Undo worker and transaction rollback

From: Dilip Kumar <dilipbalaut(at)gmail(dot)com>
To: pgsql-hackers <pgsql-hackers(at)postgresql(dot)org>
Subject: Undo worker and transaction rollback
Date: 2018-10-11 06:00:24
Message-ID: CAFiTN-sYQ8r8ANjWFYkXVfNxgXyLRfvbX9Ee4SxO9ns-OBBgVA@mail.gmail.com
Views: Raw Message | Whole Thread | Download mbox | Resend email
Thread:
Lists: pgsql-hackers

Hello, hackers,

In previous threads[1], we proposed patches for generating and storing
undo records and now for undo-worker and the transaction rollback
stuff. The idea is that undo remains relevant as long as the
transaction is in progress and needs to be removed once it becomes
irrelevant. Specifically, for a committed transaction, it remains
relevant until the transaction becomes all-visible; zheap will use
this for MVCC purposes. However, for an aborted transaction, it
remains relevant until the “undo actions" described by the undo
records have been performed.
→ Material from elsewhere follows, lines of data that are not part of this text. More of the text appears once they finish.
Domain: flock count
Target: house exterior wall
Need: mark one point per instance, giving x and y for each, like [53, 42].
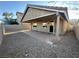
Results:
[63, 27]
[19, 17]
[40, 27]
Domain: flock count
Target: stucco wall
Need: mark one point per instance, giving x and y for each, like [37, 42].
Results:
[76, 31]
[19, 17]
[41, 28]
[1, 32]
[65, 26]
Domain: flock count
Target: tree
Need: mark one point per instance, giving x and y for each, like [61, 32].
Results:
[8, 16]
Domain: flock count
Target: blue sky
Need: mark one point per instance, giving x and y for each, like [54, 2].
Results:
[14, 6]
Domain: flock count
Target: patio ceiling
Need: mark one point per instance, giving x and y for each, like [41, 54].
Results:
[33, 13]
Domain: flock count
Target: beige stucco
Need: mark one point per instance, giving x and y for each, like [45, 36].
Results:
[36, 13]
[40, 16]
[62, 27]
[19, 17]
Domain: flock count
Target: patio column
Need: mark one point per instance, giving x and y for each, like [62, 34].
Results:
[58, 24]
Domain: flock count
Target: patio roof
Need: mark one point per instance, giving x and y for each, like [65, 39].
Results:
[43, 11]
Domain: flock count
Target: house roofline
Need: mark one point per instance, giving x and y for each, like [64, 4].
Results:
[48, 8]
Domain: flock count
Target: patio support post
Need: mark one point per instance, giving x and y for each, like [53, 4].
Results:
[57, 24]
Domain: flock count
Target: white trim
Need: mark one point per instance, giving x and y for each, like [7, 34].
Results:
[49, 10]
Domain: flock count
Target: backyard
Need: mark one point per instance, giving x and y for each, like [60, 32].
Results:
[22, 43]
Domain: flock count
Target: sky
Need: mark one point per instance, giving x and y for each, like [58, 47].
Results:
[20, 6]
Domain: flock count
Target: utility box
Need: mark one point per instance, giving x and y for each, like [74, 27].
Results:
[1, 31]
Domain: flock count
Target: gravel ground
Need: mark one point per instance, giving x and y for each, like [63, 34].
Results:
[39, 45]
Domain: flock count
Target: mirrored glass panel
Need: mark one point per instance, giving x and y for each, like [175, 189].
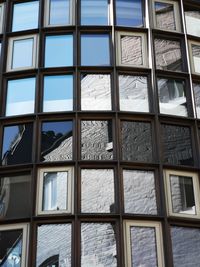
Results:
[25, 16]
[96, 140]
[20, 96]
[177, 145]
[172, 99]
[53, 245]
[58, 51]
[95, 12]
[133, 93]
[17, 144]
[139, 192]
[98, 245]
[97, 190]
[56, 141]
[95, 92]
[129, 13]
[168, 55]
[136, 141]
[90, 44]
[58, 93]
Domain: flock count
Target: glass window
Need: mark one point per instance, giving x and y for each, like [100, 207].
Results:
[133, 93]
[172, 98]
[136, 141]
[168, 55]
[15, 196]
[98, 244]
[59, 51]
[58, 93]
[95, 92]
[139, 192]
[20, 96]
[14, 243]
[97, 190]
[22, 53]
[56, 141]
[55, 190]
[177, 145]
[58, 12]
[182, 192]
[129, 13]
[95, 12]
[90, 44]
[54, 245]
[143, 238]
[166, 15]
[96, 140]
[185, 246]
[17, 144]
[132, 49]
[25, 16]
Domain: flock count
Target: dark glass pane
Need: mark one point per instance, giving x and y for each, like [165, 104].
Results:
[177, 145]
[56, 143]
[15, 196]
[129, 13]
[17, 144]
[96, 140]
[136, 141]
[98, 245]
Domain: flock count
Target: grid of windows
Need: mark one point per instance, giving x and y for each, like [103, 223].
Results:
[99, 133]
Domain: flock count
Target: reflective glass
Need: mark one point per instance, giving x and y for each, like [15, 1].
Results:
[95, 92]
[172, 99]
[15, 199]
[53, 245]
[94, 12]
[20, 96]
[129, 13]
[95, 50]
[22, 55]
[56, 143]
[59, 51]
[58, 93]
[133, 93]
[25, 16]
[17, 144]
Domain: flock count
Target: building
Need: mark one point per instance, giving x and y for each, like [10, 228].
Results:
[99, 133]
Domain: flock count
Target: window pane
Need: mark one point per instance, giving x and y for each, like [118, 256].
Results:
[59, 51]
[97, 190]
[58, 93]
[139, 192]
[177, 145]
[94, 12]
[136, 141]
[96, 140]
[185, 246]
[22, 55]
[95, 92]
[54, 245]
[172, 99]
[98, 245]
[129, 13]
[20, 96]
[56, 141]
[59, 12]
[133, 93]
[17, 144]
[90, 44]
[164, 16]
[182, 194]
[168, 55]
[25, 16]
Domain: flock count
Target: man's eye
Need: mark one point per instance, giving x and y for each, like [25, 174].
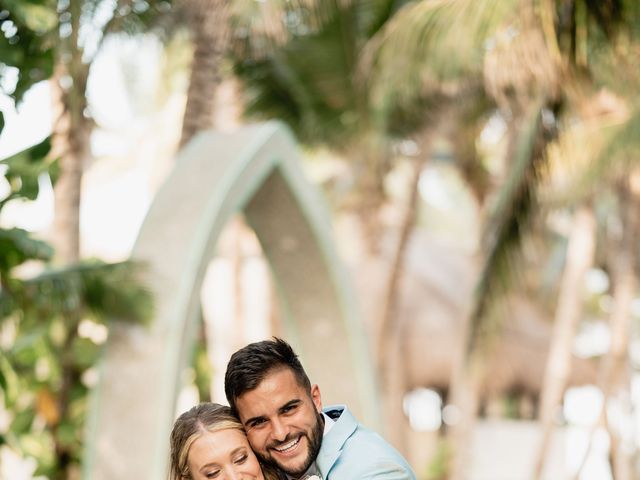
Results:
[258, 423]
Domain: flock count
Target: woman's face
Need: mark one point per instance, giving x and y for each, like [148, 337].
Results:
[223, 455]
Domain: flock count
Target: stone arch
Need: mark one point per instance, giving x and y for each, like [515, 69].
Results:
[256, 171]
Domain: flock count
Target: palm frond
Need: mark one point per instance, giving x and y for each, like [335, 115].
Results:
[109, 291]
[441, 41]
[504, 233]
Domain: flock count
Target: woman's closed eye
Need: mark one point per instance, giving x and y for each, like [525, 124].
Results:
[240, 459]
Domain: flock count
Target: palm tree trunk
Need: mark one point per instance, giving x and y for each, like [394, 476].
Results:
[70, 140]
[580, 252]
[209, 23]
[390, 352]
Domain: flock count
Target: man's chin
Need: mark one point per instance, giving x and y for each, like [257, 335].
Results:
[292, 467]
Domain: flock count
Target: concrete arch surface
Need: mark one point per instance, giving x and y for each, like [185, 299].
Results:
[256, 171]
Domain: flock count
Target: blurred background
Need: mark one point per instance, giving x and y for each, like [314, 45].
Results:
[480, 162]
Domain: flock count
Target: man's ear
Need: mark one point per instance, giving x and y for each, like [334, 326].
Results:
[316, 397]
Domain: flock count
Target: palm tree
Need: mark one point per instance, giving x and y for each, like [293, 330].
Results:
[208, 23]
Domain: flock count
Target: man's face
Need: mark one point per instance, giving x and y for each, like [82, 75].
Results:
[282, 421]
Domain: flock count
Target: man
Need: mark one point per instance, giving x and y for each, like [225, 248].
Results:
[282, 413]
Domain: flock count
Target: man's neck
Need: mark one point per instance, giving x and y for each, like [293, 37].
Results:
[327, 423]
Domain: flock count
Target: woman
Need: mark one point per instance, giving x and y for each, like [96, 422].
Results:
[208, 442]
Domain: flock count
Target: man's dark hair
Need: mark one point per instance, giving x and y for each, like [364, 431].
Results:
[251, 364]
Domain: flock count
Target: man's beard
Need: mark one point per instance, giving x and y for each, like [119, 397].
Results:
[315, 442]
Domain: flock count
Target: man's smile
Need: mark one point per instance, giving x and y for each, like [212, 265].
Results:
[288, 448]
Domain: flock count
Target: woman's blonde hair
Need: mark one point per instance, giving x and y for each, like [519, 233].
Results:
[206, 417]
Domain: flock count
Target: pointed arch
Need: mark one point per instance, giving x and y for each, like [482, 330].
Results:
[255, 171]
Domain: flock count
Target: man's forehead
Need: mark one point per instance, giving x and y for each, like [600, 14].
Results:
[275, 390]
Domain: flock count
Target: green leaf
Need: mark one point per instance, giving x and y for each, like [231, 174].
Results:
[18, 246]
[25, 168]
[8, 380]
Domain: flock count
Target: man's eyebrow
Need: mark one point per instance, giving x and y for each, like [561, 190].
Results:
[289, 404]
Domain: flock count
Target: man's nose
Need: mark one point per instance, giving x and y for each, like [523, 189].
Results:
[279, 430]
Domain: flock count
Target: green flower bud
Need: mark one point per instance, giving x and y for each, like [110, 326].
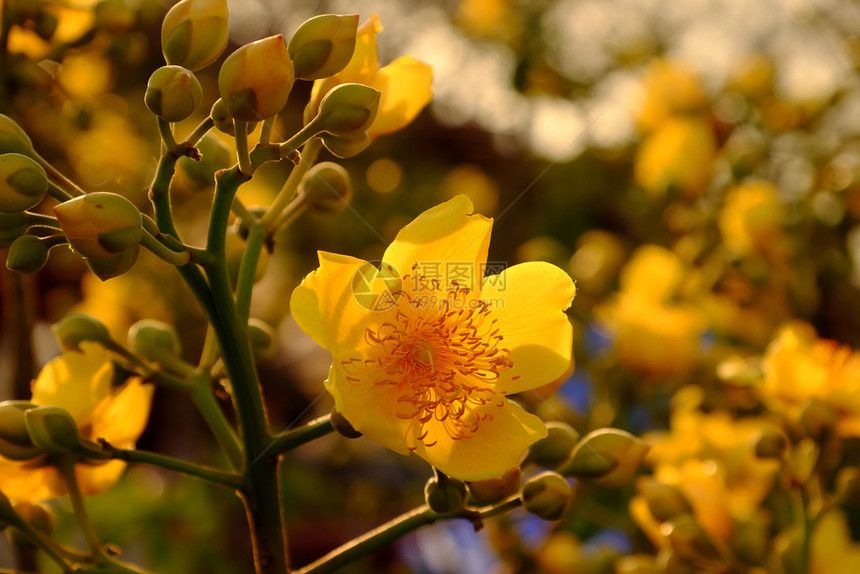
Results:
[323, 45]
[255, 80]
[200, 174]
[108, 267]
[173, 93]
[496, 489]
[15, 443]
[27, 254]
[555, 448]
[74, 328]
[194, 33]
[343, 426]
[23, 183]
[607, 457]
[547, 495]
[445, 495]
[346, 146]
[328, 187]
[52, 429]
[100, 225]
[154, 340]
[348, 109]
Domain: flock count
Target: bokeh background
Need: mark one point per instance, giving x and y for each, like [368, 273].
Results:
[694, 165]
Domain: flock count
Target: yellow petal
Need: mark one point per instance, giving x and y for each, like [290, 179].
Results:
[447, 236]
[76, 382]
[528, 302]
[405, 86]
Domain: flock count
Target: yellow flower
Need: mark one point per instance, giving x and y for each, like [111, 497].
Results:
[404, 83]
[82, 384]
[426, 349]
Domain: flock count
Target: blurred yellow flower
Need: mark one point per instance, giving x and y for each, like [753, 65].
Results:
[426, 349]
[404, 83]
[82, 384]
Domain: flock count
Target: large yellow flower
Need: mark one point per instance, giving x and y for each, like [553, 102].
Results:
[404, 83]
[426, 349]
[82, 384]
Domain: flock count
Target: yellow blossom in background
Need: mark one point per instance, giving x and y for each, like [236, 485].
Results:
[82, 384]
[426, 349]
[404, 83]
[677, 155]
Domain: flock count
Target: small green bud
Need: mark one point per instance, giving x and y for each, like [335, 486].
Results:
[200, 174]
[328, 188]
[255, 80]
[323, 45]
[100, 225]
[555, 448]
[153, 340]
[194, 33]
[23, 183]
[445, 495]
[108, 267]
[173, 93]
[607, 457]
[27, 254]
[348, 109]
[346, 146]
[15, 443]
[496, 489]
[74, 328]
[52, 429]
[547, 495]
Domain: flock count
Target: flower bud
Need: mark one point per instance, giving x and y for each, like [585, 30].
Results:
[607, 457]
[547, 495]
[255, 80]
[346, 146]
[23, 183]
[348, 109]
[100, 225]
[200, 174]
[496, 489]
[173, 93]
[27, 254]
[52, 429]
[194, 33]
[328, 187]
[323, 45]
[554, 449]
[445, 495]
[108, 267]
[74, 328]
[153, 340]
[15, 443]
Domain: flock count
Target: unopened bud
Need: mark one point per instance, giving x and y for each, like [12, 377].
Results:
[255, 80]
[75, 328]
[15, 443]
[100, 225]
[194, 32]
[348, 109]
[173, 93]
[547, 495]
[27, 254]
[328, 187]
[23, 183]
[496, 489]
[52, 429]
[554, 449]
[607, 457]
[323, 45]
[153, 340]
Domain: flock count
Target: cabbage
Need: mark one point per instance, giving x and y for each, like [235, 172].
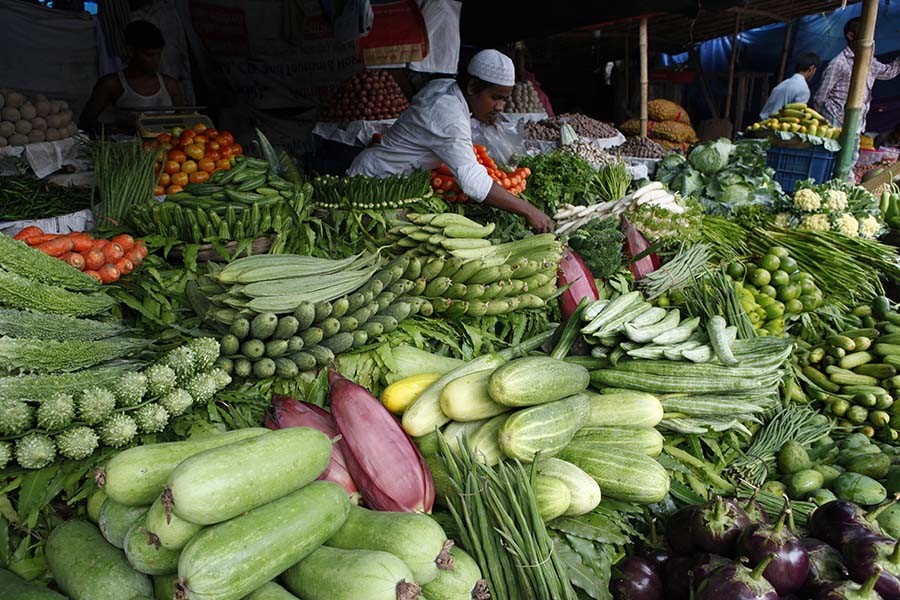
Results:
[711, 157]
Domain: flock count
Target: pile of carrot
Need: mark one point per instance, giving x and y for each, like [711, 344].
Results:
[104, 260]
[445, 185]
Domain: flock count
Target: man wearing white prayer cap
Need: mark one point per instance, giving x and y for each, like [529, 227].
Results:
[436, 128]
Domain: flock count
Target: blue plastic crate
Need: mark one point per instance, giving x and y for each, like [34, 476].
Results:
[796, 164]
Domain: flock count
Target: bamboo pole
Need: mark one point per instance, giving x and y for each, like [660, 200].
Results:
[785, 51]
[734, 43]
[863, 50]
[645, 83]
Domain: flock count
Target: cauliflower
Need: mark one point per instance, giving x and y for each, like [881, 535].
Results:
[835, 200]
[869, 227]
[815, 223]
[847, 224]
[807, 200]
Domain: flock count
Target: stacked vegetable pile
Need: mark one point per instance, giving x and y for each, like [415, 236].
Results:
[368, 95]
[24, 121]
[445, 185]
[104, 260]
[248, 201]
[191, 156]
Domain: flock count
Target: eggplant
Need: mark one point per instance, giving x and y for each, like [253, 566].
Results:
[717, 525]
[789, 568]
[849, 590]
[737, 582]
[678, 532]
[826, 565]
[837, 522]
[866, 554]
[639, 580]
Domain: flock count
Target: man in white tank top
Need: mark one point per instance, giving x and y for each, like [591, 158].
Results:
[138, 86]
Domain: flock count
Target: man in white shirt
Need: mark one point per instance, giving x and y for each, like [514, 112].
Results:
[794, 88]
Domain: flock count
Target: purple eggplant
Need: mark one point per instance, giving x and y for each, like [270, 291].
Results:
[837, 522]
[638, 581]
[678, 531]
[866, 554]
[826, 565]
[849, 590]
[788, 571]
[717, 525]
[737, 582]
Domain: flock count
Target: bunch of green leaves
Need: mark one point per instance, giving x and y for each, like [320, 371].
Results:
[599, 243]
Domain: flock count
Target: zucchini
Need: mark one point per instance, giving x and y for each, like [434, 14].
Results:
[138, 475]
[584, 492]
[467, 399]
[535, 380]
[13, 587]
[415, 538]
[225, 482]
[86, 567]
[463, 582]
[622, 474]
[624, 409]
[645, 440]
[116, 519]
[232, 559]
[543, 429]
[146, 555]
[335, 574]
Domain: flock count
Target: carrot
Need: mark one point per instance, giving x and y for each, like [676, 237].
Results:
[74, 259]
[124, 240]
[109, 273]
[30, 231]
[94, 259]
[56, 247]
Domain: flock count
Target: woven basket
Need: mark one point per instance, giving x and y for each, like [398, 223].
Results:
[208, 253]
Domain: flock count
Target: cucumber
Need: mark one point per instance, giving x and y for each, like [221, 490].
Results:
[138, 475]
[544, 429]
[171, 531]
[622, 474]
[116, 519]
[146, 555]
[335, 574]
[224, 482]
[236, 557]
[463, 582]
[86, 567]
[535, 380]
[13, 587]
[645, 440]
[415, 538]
[584, 493]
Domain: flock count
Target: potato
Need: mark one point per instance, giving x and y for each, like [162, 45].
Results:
[10, 114]
[28, 111]
[15, 99]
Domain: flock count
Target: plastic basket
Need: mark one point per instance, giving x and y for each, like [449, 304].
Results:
[796, 164]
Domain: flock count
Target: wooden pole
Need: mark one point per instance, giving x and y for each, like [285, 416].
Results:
[863, 50]
[645, 83]
[789, 30]
[734, 43]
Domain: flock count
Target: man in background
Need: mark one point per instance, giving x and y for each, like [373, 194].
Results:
[794, 88]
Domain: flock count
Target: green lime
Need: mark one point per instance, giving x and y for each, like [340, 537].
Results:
[795, 306]
[770, 262]
[760, 277]
[780, 278]
[736, 270]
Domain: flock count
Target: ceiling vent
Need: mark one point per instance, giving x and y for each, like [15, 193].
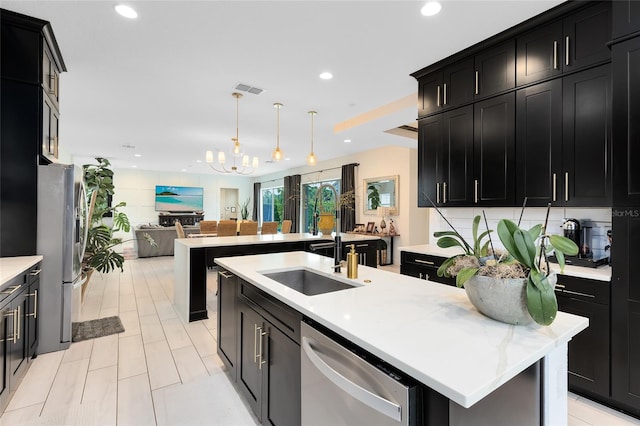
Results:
[247, 88]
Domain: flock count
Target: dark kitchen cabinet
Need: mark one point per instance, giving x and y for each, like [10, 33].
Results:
[268, 355]
[423, 266]
[495, 70]
[227, 319]
[626, 17]
[494, 151]
[626, 122]
[29, 116]
[450, 87]
[589, 350]
[586, 138]
[539, 143]
[445, 156]
[625, 312]
[578, 41]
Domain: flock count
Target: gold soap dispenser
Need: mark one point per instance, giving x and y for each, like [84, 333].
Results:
[352, 263]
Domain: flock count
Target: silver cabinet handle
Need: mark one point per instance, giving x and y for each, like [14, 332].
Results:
[376, 402]
[475, 190]
[260, 352]
[477, 82]
[35, 304]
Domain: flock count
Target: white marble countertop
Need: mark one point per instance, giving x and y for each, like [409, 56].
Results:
[266, 239]
[11, 267]
[430, 332]
[601, 273]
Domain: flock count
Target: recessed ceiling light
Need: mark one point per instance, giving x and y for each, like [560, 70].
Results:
[431, 8]
[126, 11]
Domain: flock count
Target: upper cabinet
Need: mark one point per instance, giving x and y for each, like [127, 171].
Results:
[577, 41]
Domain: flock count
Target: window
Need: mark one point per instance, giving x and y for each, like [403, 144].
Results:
[272, 204]
[327, 202]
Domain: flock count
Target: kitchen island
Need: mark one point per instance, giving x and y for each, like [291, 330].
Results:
[190, 260]
[429, 332]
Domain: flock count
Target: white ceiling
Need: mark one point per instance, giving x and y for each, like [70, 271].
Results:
[162, 83]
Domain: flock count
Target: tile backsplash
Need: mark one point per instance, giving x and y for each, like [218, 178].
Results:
[599, 219]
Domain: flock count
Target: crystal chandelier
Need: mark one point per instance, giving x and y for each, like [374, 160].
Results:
[239, 162]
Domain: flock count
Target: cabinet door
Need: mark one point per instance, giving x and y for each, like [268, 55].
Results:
[495, 69]
[430, 94]
[586, 34]
[625, 312]
[282, 401]
[539, 54]
[249, 373]
[458, 84]
[457, 156]
[539, 143]
[626, 121]
[429, 165]
[626, 17]
[227, 319]
[494, 151]
[589, 350]
[586, 141]
[32, 318]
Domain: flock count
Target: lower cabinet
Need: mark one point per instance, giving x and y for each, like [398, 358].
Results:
[423, 266]
[266, 359]
[589, 350]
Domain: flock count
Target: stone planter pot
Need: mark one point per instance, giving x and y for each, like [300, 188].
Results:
[503, 299]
This patch introduces code to discard
undo when it is no longer needed and reuse the associated storage.
Additionally, this patch adds code to execute undo actions. Let me
explain the finer details for each of the cases covered,

Rollback mechanism for undo-based storage

When a transaction is aborted/rolled-back, we need to apply the
corresponding undo-actions to complete the rollback. The undo actions
are applied either by the backend or by a dedicated undo worker. This
decision is based on the size of the transaction and a GUC —
rollback_overflow_size. The aborted transactions exceeding
rollback_overflow_size in size along with their database id are pushed
into the hash table, which is scanned by an undo launcher. Further,
undo launcher spawns undo worker per database. Now, it is the job of
undo worker(s) to connect to that database and perform the
undo-actions accordingly. Note that the undo-worker keeps applying the
undo-actions till it gets undo requests for that specific database,
exit otherwise.

Discarding irrelevant undo

As aforementioned, once a transaction becomes all visible or when it
is aborted the respective undo is considered irrelevant. To reuse the
space occupied by these stale undo we remove them and this process of
removing them is called discarding of undo. This is accomplished by a
dedicated background worker namely discard-worker. Additionally, we
maintain a variable named OldestXidHavingUndo which is the transaction
id of the oldest transaction whose undo is not yet discarded. This
will be required by the zheap for visibility checks and for freezing
the slots of the older transactions but I will not get into its
details for now, as this part will be covered by the zheap storage
engine.

Additionally, we would like to highlight some of the details of the
modified transaction machinery,

- Normally, when rollback or rollback to savepoint requests is fired,
undo actions are applied under the current transaction. But, if there
is an error during the transaction and the user tries to rollback then
undo actions cannot be applied in the same transaction because that
erroneous transaction is aborted. In such a case, a new transaction is
started and undo actions are applied under that fresh transaction.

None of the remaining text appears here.